Adult bridled quail-doves are mostly brown. They have a bold white stripe across the face below the eye and a small white patch on the throat. The male's head and nape are iridescent green which becomes blues and violets on the lower neck and upper back; females have less iridescence. The tail is dark brownish gray and the belly cream. The folded wing shows some cinnamon markings.

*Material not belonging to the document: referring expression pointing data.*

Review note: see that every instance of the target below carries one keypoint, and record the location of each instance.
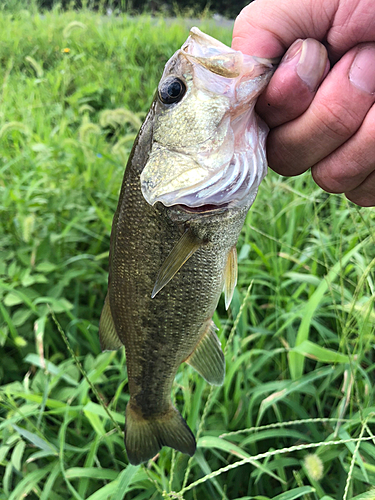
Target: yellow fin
(109, 340)
(230, 276)
(183, 250)
(208, 358)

==Distribution and habitat==

The bridled quail-dove is or was found from Puerto Rico south and east through the Lesser Antilles to Saint Lucia. As of 2009, it was generally uncommon to rare throughout its range, and might have been extirpated from some islands. Privately owned Guana Island, one of the British Virgin Islands, appears to be the only site where is considered common. It inhabits forested mountain areas that have dense understory and much leaf litter.

==Behavior==
===Feeding===

Bridled quail-doves usually forage singly or in pairs and also sometimes in larger groups. They probe and toss leaf litter on the forest floor searching for seeds, fallen fruits, and invertebrates such as snails and insects. These birds have also been documented to eat Sphaerodactylus macrolepis, a lizard native to the Puerto Rico area.

===Breeding===

The bridled quail-dove builds a platform nest of twigs in vines, shrubs, or trees. The clutch size is one or two.

===Vocalization===

The bridled quail-dove's call is "a relatively deep, resonating coo" described as "haoooo", "hoo-hoooooo", or "who-whooo". It also makes a "guttural croaking" call whose purpose is not known.

==Status==

The IUCN has assessed the bridled quail-dove as being of Least Concern. However, there are few historical data with which to compare modern records so it is not clear whether the population is in decline or stable. Habitat loss, hunting, natural disasters such as hurricanes and volcanic eruptions, and predation by introduced mammals are all known to have influenced the populations on one or more islands. In Puerto Rico, it is "the highest territorial priority species in need of conservation measures."